Due to a new policy, international students have a higher risk of being "unlawfully present" in the United States.

International Students: Are You Unlawfully Present in the United States?

Are you “unlawfully present” in the United States? On August 9, 2018, the United States Citizenship and Immigration Services (USCIS) implemented a new policy regarding what is called “unlawfully present” particularly for exchange and foreign students in the U.S. The change has many students concerned.

First, “unlawfully present” is used to describe the status of students who spend some time in the U.S after their period of authorized stay has ended. The new USCIS policy states that a student or foreign exchange student will be tagged “unlawfully present” in the U.S the day after their visas or legal status expires. At this rate, many of these individuals will be under this status faster than with the previous policy.

Previously, students could extend their stay under a term called “duration of status”. This allowed students some more time and flexibility, as there are just too many things that can cause a delay in leaving the country, completing their studies, etc.

With this change, many students will not be aware they have fallen into the “unlawfully present” status. If someone accumulates 180 days of being unlawfully present, they could be banned from entering the United States again for three years. If someone is unlawfully present for one year or more, they are banned for 10 years.

After receiving feedback from the public back in May 2018, USCIS did implement one option that could help students. A student can file a “reinstatement of status” application within five months of being unlawfully present.
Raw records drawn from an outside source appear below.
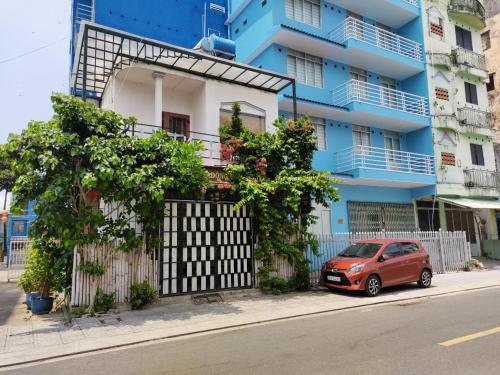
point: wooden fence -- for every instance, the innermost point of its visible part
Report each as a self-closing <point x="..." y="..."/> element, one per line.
<point x="122" y="271"/>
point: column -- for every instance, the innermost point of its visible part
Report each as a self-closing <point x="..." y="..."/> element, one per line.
<point x="158" y="78"/>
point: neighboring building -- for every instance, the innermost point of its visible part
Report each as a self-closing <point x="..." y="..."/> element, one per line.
<point x="468" y="185"/>
<point x="360" y="67"/>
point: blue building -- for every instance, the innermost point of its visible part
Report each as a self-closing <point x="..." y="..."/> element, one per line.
<point x="361" y="73"/>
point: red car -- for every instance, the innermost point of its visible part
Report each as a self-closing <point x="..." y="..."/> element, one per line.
<point x="373" y="264"/>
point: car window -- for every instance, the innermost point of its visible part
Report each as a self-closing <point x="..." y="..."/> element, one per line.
<point x="409" y="248"/>
<point x="393" y="250"/>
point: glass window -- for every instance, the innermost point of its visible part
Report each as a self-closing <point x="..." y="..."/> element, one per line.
<point x="486" y="40"/>
<point x="464" y="38"/>
<point x="393" y="250"/>
<point x="307" y="69"/>
<point x="470" y="93"/>
<point x="409" y="248"/>
<point x="477" y="155"/>
<point x="361" y="135"/>
<point x="305" y="11"/>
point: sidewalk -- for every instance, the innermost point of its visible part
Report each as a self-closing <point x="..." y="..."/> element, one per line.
<point x="42" y="339"/>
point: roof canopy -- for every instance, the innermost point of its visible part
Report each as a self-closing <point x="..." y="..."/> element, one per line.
<point x="473" y="203"/>
<point x="101" y="50"/>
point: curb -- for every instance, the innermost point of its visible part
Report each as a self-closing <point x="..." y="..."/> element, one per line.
<point x="236" y="326"/>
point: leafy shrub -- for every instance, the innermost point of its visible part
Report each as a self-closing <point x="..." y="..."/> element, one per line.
<point x="104" y="301"/>
<point x="141" y="294"/>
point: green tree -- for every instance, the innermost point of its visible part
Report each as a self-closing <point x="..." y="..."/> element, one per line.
<point x="275" y="179"/>
<point x="83" y="158"/>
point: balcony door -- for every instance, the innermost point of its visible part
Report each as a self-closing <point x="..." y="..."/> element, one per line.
<point x="393" y="150"/>
<point x="360" y="87"/>
<point x="388" y="95"/>
<point x="176" y="125"/>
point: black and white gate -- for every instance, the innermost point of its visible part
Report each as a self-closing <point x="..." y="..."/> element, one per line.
<point x="207" y="247"/>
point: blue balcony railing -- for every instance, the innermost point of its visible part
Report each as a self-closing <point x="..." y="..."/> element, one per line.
<point x="363" y="92"/>
<point x="381" y="159"/>
<point x="352" y="28"/>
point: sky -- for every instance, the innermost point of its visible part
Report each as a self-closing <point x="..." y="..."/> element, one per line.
<point x="26" y="82"/>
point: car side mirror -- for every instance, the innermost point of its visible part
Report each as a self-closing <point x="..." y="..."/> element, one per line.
<point x="383" y="258"/>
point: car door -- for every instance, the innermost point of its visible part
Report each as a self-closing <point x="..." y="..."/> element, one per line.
<point x="411" y="260"/>
<point x="390" y="269"/>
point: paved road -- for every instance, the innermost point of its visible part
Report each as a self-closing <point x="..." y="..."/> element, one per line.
<point x="394" y="339"/>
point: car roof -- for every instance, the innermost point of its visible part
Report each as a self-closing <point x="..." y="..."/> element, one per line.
<point x="387" y="241"/>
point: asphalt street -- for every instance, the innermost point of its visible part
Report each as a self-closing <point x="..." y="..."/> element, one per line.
<point x="456" y="334"/>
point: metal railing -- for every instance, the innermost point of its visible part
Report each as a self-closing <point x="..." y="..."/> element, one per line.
<point x="85" y="12"/>
<point x="352" y="28"/>
<point x="367" y="157"/>
<point x="475" y="117"/>
<point x="211" y="154"/>
<point x="359" y="91"/>
<point x="439" y="59"/>
<point x="464" y="57"/>
<point x="477" y="178"/>
<point x="472" y="7"/>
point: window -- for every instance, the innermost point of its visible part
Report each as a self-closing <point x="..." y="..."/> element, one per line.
<point x="176" y="125"/>
<point x="361" y="135"/>
<point x="476" y="152"/>
<point x="18" y="227"/>
<point x="323" y="224"/>
<point x="464" y="38"/>
<point x="253" y="121"/>
<point x="486" y="40"/>
<point x="490" y="86"/>
<point x="470" y="93"/>
<point x="305" y="11"/>
<point x="408" y="248"/>
<point x="393" y="250"/>
<point x="305" y="68"/>
<point x="442" y="94"/>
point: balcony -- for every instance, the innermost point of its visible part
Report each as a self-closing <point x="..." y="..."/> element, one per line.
<point x="384" y="167"/>
<point x="379" y="106"/>
<point x="470" y="62"/>
<point x="475" y="118"/>
<point x="211" y="154"/>
<point x="470" y="12"/>
<point x="393" y="13"/>
<point x="375" y="49"/>
<point x="480" y="179"/>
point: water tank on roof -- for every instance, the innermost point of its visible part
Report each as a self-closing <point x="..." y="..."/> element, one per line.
<point x="218" y="46"/>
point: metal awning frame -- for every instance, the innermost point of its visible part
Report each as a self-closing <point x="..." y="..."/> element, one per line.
<point x="102" y="50"/>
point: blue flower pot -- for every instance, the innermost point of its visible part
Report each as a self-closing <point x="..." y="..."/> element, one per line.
<point x="41" y="306"/>
<point x="29" y="297"/>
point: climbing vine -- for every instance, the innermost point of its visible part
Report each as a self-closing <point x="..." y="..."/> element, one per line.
<point x="273" y="176"/>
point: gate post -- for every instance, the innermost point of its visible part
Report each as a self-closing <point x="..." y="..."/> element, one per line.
<point x="441" y="250"/>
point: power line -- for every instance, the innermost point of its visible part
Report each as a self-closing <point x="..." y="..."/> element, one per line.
<point x="32" y="51"/>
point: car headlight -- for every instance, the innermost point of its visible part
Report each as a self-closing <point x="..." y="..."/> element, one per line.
<point x="355" y="269"/>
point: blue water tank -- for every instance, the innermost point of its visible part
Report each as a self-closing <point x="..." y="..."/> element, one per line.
<point x="219" y="46"/>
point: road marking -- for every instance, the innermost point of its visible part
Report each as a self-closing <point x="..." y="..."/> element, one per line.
<point x="460" y="340"/>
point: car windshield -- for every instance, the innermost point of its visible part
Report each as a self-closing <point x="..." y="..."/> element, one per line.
<point x="361" y="250"/>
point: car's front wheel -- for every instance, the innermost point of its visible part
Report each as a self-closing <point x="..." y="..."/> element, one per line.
<point x="372" y="287"/>
<point x="425" y="279"/>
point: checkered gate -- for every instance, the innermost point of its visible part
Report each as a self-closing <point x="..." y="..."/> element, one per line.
<point x="207" y="247"/>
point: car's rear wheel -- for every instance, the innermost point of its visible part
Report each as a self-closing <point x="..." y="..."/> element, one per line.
<point x="372" y="287"/>
<point x="425" y="279"/>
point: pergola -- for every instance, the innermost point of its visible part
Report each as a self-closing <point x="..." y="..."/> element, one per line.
<point x="101" y="51"/>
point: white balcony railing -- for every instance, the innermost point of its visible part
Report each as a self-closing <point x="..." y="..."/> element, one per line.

Then the status will only begin if the student is denied the application. The student or exchange visitor will not accrue unlawful presence status during the time the request is pending.

Why would USCIS make such a policy change? USCIS reported that based on their data, the number of students or exchange visitors who stayed beyond their period of authorized stay (overstays) was significantly higher between 2016 and 2017. Department of Homeland Security (DHS) has however pointed out some flaws to the data presented by USCIS. DHS explained that among these “out-of-country overstays” are people who only stayed a day longer because their flight was delayed or those who were sick.

If you have any questions about your status or if you are “unlawfully present” in the United States, do not wait! Contact your international student advisor as soon as possible to make sure you stay within status.